Une vidéo nous permet d’observer la globalité du travail préparatoire à toute photographie. Chaque geste est étudié au centimètre près, chaque détail a une importance primordiale. De plus, les fonds devant lesquels les personnages posent sont peints au préalable par Witkin. Ainsi sur les tirages nous pouvons observer les traces du pinceau, les coulures de peintures. Cette même vidéo nous dévoile sa profonde empathie pour ses modèles, le respect infini qu’il porte à la souffrance humaine.
Vous le constaterez souvent, Witkin photographie et met en scène de véritables crânes humains, mais quelle différence avec les centaines de crânes qui composent les Vanités, genre pictural jalonnant l’histoire de l’art! Prenons aussi la mythologie qui n’est qu’une succession d’abominations, trahisons et autres violences, sexuelles notamment, dont l’art s’est souvent fait l’écho.

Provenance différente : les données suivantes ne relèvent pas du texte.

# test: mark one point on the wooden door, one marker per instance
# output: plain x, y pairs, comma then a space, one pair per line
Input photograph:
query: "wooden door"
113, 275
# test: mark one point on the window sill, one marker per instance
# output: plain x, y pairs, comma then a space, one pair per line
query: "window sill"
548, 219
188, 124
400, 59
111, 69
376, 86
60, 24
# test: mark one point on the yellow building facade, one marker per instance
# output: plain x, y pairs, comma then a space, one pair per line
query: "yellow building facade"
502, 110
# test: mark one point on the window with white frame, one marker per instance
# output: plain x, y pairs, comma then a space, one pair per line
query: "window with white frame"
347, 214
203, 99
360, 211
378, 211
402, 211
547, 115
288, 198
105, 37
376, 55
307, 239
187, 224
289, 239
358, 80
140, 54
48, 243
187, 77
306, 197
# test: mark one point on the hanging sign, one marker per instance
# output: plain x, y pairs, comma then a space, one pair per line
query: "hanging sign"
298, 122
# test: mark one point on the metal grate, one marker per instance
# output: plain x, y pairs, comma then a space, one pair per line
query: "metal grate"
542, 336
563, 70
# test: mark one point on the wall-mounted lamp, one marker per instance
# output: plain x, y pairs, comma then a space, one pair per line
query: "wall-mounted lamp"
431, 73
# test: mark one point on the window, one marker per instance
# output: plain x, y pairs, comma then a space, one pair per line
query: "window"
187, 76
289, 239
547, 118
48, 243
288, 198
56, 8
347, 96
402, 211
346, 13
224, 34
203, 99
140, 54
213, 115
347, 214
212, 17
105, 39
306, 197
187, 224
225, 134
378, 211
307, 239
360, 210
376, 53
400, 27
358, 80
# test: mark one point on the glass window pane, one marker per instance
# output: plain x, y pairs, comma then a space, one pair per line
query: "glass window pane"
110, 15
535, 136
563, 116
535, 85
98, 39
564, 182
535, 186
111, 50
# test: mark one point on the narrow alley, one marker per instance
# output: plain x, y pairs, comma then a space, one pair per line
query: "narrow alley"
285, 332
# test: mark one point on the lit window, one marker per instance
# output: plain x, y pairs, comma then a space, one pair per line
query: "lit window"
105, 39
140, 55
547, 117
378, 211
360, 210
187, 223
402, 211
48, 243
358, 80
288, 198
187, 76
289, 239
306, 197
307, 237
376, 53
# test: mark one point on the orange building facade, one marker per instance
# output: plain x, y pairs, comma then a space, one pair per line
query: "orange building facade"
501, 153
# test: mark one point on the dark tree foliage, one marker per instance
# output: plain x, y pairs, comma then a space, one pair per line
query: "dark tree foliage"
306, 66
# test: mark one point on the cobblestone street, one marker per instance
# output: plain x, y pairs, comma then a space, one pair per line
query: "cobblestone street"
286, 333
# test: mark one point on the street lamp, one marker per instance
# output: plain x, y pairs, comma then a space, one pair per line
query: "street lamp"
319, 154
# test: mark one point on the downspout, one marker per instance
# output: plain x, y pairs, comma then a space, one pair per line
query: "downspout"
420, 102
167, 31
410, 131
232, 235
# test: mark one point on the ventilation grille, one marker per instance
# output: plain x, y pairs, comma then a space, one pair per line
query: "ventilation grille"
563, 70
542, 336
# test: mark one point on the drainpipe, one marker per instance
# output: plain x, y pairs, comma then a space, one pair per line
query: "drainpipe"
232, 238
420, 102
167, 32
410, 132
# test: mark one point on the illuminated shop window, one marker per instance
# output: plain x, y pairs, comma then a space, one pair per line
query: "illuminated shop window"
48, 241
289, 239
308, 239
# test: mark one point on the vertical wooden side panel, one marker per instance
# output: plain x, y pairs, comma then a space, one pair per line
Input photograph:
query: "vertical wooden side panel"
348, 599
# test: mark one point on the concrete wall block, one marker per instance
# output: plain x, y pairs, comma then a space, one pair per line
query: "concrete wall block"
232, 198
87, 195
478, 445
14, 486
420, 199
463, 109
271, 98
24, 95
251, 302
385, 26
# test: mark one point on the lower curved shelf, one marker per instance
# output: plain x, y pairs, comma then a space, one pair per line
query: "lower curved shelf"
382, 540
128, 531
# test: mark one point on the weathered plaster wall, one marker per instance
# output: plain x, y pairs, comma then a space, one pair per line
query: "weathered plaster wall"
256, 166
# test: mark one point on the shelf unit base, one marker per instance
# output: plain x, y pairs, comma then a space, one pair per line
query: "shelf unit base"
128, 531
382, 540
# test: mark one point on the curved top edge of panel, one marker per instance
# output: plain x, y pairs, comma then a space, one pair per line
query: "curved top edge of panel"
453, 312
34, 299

JP Witkin, Daphné et Apollon, Los Angeles, 1990
L’extrême dérangeant que nous montre ce photographe peut sembler un peu oppressant, pourtant ce type de sujets a toujours eu sa place dans l’art et non des moindres. Pensez aux célèbres Caprichos de Goya où les monstres et les corps traumatisés se succèdent. Les représentations des différents supplices des saints mettent également à l’honneur les pires atrocités. Un exemple nous est donné dans l’exposition, le martyr de Sainte Agathe par Cornelis Cort (1533-1578). Cette femme aurait été torturée par les seins, je vous laisse imaginer ses souffrances.

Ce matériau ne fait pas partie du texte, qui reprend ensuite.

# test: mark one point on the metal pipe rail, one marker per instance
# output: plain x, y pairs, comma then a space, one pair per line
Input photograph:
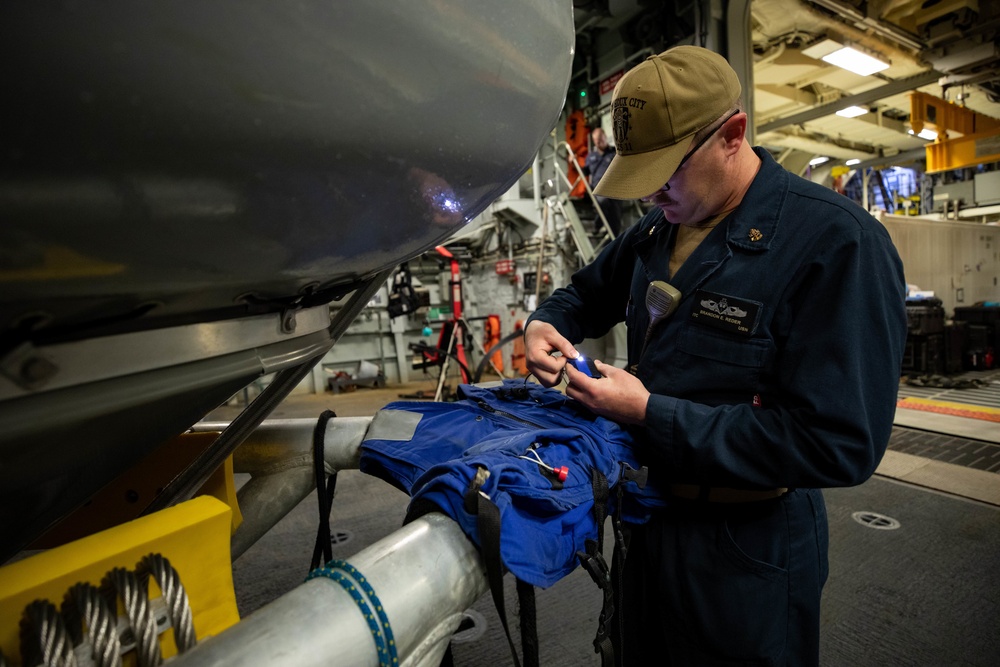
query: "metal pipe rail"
426, 574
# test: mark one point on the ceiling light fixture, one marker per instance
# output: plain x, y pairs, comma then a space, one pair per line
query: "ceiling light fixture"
846, 57
852, 112
929, 135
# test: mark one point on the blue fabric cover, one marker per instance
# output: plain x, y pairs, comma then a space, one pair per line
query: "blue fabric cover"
542, 526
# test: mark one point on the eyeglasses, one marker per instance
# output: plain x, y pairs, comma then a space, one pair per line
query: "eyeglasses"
666, 186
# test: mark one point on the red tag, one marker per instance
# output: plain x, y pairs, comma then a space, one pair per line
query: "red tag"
505, 267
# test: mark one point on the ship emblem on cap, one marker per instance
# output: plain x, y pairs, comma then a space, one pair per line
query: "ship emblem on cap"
620, 126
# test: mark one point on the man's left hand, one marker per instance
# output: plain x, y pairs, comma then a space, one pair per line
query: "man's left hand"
619, 395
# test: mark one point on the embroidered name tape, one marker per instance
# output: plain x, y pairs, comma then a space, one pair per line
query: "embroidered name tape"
728, 313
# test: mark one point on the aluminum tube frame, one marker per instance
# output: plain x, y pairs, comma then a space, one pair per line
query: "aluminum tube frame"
425, 574
278, 457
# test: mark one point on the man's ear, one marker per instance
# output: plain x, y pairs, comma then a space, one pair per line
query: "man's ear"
735, 130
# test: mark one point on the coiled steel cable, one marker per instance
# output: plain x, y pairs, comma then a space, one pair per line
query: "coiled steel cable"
44, 639
174, 596
49, 636
122, 583
86, 611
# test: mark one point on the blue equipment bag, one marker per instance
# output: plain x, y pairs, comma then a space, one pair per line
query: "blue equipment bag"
528, 475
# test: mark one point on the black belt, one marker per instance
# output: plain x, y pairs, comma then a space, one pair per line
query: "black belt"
721, 494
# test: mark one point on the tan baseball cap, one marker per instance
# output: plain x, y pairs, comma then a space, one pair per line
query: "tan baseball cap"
657, 108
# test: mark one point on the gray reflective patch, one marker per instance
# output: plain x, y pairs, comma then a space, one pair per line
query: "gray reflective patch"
393, 425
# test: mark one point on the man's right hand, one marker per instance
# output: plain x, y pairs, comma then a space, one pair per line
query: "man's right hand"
541, 340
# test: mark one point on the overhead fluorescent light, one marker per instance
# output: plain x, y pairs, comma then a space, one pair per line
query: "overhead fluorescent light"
852, 112
854, 61
846, 57
929, 135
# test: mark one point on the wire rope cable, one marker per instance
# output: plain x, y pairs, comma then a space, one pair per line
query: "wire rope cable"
87, 613
123, 584
158, 568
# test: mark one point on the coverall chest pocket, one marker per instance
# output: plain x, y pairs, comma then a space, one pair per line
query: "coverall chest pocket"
726, 361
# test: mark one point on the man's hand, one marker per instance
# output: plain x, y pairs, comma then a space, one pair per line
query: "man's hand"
541, 340
619, 395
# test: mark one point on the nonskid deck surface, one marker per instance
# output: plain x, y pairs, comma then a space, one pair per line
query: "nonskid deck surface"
922, 593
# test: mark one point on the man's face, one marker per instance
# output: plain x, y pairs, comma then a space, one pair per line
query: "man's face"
690, 198
694, 192
600, 140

Cette mise en perspective des œuvres de Witkin avec d’autres œuvres plus anciennes nous aide à comprendre la place indéniable qu’occupe Witkin dans l’art et ainsi à dépasser l’aversion première que peuvent susciter ses images.
Souvent Witkin ponctue ses photographies de notes d’humour comme avec cette femme qui a, comme on dit, « les yeux plus gros que le ventre » puisqu’elle se masturbe sur la lune! Ou bien encore cette scène cocasse d’une chèvre poursuivant une naine.
Théâtraliser le morbide, le bizarre et plus précisément, tous ceux qui sont perçus comme différents, tel est donc le credo de Witkin. Ainsi les personnes obèses, les hermaphrodites, les corps abimés par la maladie, les déformations, les accidents et les pratiques sexuelles hors « normes » ont toute leur place dans son travail.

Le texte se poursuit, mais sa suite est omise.